CS101 - Lab 3

Introduction to Java programming: arrays

The goal for this lab is to put together everything you've seen so far in this class: basic instructions, conditionals, loops and list variablesarrays. Start by reviewing the problems we did in class and read the handouts. Then go ahead and start on the problems below.

Programming style: Pay attention to issues of programming style:

I will take points off if you do not follow the programming style guidelines above. Read carefully the handout on programming style handed out in class.

Work individually, and call me if you need help. You are encouraged to discuss ideas and techniques broadly with other class members, but not specifics. Discussions should be limited to questions that can be asked and answered without using any written medium (e.g. pencil and paper or email). You should at no point look at the screen of your colleagues.


    DNA computing

    The human genome is composed of a sequence of approximately 3.5 billion nucleotides, each of which can be one of only four different chemical compounds : Adenine, Cytosine, Thymine, Guanine. These nucleotides are usually referred to by their first letter: A, C, T and G. Thus, our DNA, the basis of our life, turns out to be a very long sequence of letters, written in a four-letter alphabet.

    ....T A G C C A G T A A C T A A G C T...
    

    The DNA is made up of genes, which are smaller sequences of nucleotides, usually about tens of thousands long. Genes are responsible for basic functions of our body. Gene and DNA sequences for many organisms are being collected in large databases, and a rich set of computational methods are available to analyze patterns in them. Gene analysis using computers is now a self-contained branch of Computer Science, Biology and Genetics called Bioinformatics. The goal is to understand the function and evolution of genes, which will bring a deeper understanding of the evolution of life, as well as new means to treat diseases.

    For the sake of this lab we will not work with entire DNA sequences, but with small fractions.

  1. Write an algorithm that reads two DNA sequences from the user, each precisely (say) 10 letters long. Your program should find out whether the two DNA sequences are the same or not. Assume that two DNAs are the same if they match leter by letter, either forwards or backwards. For example:
    A C A A G T C     and      A C A A G T C
    
    match.
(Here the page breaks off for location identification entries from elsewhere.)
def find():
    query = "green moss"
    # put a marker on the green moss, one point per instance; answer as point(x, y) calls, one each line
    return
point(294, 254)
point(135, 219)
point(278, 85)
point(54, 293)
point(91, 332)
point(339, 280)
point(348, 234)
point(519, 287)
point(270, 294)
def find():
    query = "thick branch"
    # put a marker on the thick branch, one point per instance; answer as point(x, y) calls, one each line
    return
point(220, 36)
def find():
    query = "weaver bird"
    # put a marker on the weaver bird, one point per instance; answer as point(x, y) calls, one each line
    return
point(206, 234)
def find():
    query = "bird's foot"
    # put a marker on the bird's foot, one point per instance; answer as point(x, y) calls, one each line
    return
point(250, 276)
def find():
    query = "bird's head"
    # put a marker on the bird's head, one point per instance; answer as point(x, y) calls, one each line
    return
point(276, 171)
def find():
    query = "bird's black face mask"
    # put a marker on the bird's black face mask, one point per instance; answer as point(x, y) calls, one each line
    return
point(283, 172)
Also
    A C A A G T C     and      C T G A A C A
    
    match.

    Your algorithm should print one of the folowing:

    DNA1 matches with DNA2 forward.
    DNA1 matches with DNA2 backwards.
    DNA1 does not match with DNA2.
    

    Before you start coding, think how you are going to solve the problem. That is, how are you going to check if two arrays are identical? You cannot test equality for arrays; i.e. you cannot say if (dna1 == dna2). You will have to write a loop that checks whether every element is equal.

    Design the inter face of your program so that it is user friendly. For example,

    Enter DNA1: 
    ...
    Enter DNA2: 
    ...
    You entered: 
    DNA1: A C A A G T C
    DNA2: A C A A G T C
    
    DNA1 matches with DNA2 forward.
    Goodbye.
    

  2. Same problem as before, except that now the two DNAs are allowed to have at most (say) 4 letter mismatches, either forward or backward.

    Here are some examples, assuming, for simplicity, that the length of a DNA is 6 and the number of allowed mismatches is 3.

     G T G G C A   and     A T A G C G 
    match forward, with 3 mismatches (first, third and last position).
     G T G A C A   and     A C A G T C 
    If we try to align them forward, we find 6 mismatches, therefore they do not match forwards. However, when we try to match them backwards, we see that they in fact match with 1 mismatch.

    Your algorithm should print one of the folowing:

    DNA1 matches with DNA2 forward with xx mismatches.
    DNA1 matches with DNA2 backwards with xx mismatches.
    DNA1 does not match with DNA2.
    

    For this problem, if you are bored to have to type in the DNAs every single time, you are allowed to use inline initialization of the DNA arrays, i.e.:

    char[] dna1 = {A, C, T, C, T, T, A, G, G};
    char[] dna2 = {G, C, C, C, T, T, A, G, G};
    
    Feel free to play with sizes different than 10. Use final variables whenever appropriate.

    What to turn in:

    Note that the first problem is actually a special case of the second problem, with the number of allowed mismatches set to 0.

    If your second program is written elegantly, it will have a final variable that stores the number of allowed mismatches. I will check your first program by setting this variable to 0. If your program allows me to do this, then you only need to turn in the second program.

    If, for whatever reason, I cannot easily check your first problem using your solution to the second problem, then do send me both files.